Five things about Autoimmune conditions and me

I’m not an expert in this field but I’m trying to understand it as best I can. In much the same way that I set about researching information on my particular form of cancer, I’m now researching and learning about autoimmune conditions. I have them and they run in multiple generations of my family. Since none of my affected relatives are here to tell me about their experiences, I’m trying to piece it together myself. It’s a bit like looking for a needle in a haystack but so far I’ve discovered five things:

1. How many people are affected?

It’s difficult to find accurate figures on the number of people with autoimmune conditions. Estimates vary considerably. The American Autoimmune Related Diseases Association suggests 50 million Americans – more than twice as many as the National Institutes of Health suggest. That’s a significant difference. Most sources seem to agree women are more likely to be affected than men – that holds true within my own family. Overall, the prevalence of autoimmune conditions seems to be rising. As yet no-one really knows why.

2. How many autoimmune conditions are there and how are they diagnosed?

There are many autoimmune conditions – at least 80 to 100 and despite research, they can be difficult to diagnose. For some people diagnosis is made by accident when assessing a seemingly more obvious illness. That happened to me. For others, diagnosis becomes a process of elimination – which means undergoing many different tests to rule out common or more obvious causes until such time as a less likely cause is deemed the culprit. As a patient, this can feel frustrating and traumatic in equal measure, especially when the outcome always seems to involve more tests. This happened to me too. Fortunately my GP is not in the habit of passing things off as a virus or post-viral fatigue.

3. Does it run in the family or are the conditions linked?

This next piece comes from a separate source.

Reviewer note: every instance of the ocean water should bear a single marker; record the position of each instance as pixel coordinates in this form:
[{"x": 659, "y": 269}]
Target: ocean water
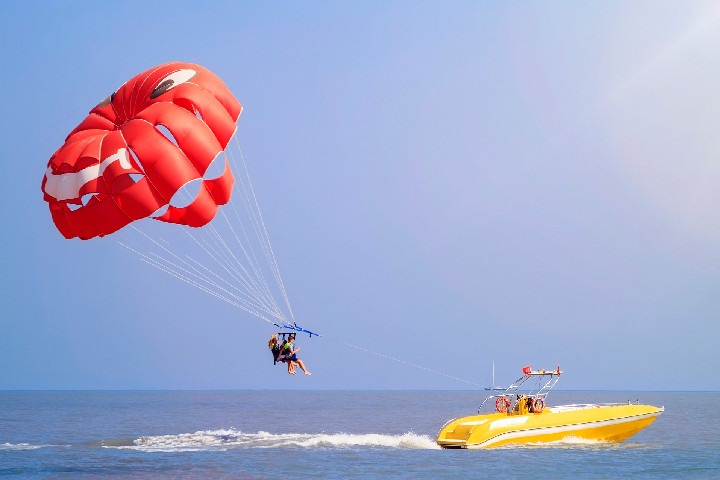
[{"x": 327, "y": 434}]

With my scientific hat on, it looks likely certain autoimmune conditions are linked. Having one in the family might mean other members of the family can have the same or similar conditions. Having one condition myself might generate a greater likelihood of having another… Or not… because autoimmunity seems to be another a very complex area of medicine and quite poorly understood unless you specialise in this field. My level of science doesn’t extend to anywhere near the expertise required to get to grips with all of this. Even if it did, our propensity for focusing on specific diseases or groups of symptoms makes it possible to miss subtle links – hence the turbulent experience of diagnosis via a process of elimination.

4. Is it worrying?

None of us wants to be or feel unwell. Having unexplained and debilitating symptoms is worrying. Having test after test without any clear answers becomes far more worrying, even for those of us who’ve been through countless tests, treatments and operations before. Without solid answers, the hamster wheel of tests can eventually lead to self-doubt, questioning your sanity or convincing yourself you’re imagining it all. I only escaped this downward spiral because a very dear friend with CFS had similar experiences. She isn’t insane and hadn’t imagined her chronic and very debilitating illness, but for years an array of professionals told her there was nothing wrong, even when she could barely stand or stay awake.

5. Has it changed things?

It’s said with age comes wisdom and I’d like to live long enough to be wise. Surviving a very aggressive cancer didn’t grant me wisdom but I do think quite differently about life. My health dipped suddenly a few weeks ago and a plethora of tests ensued. It’s autoimmune, not more cancer. In my world almost anything is better than more cancer, even if it isn’t great. Pre-cancer I’d have ignored this latest health thing in favour of work. Now I have a more considered approach. Of all the rogue genes in my gene pool, ‘nine-lives-of-a-cat gene’ isn’t going to be one of them. I’ve spent enough time in hospitals to absorb the fact life is fragile. So I’m giving up the career I’ve worked my socks off for over the last 20 years because simply being here for my loved ones for as long as possible is more important to me than anything else. My work has been a buzz and somewhat addictive; stretching, fun, full-on and frustrating, usually in that order. I’ll miss that I’m sure. But in 2019 and for the first time ever I get to take a proper break, take proper care of myself, and get on with the business of living instead of simply existing.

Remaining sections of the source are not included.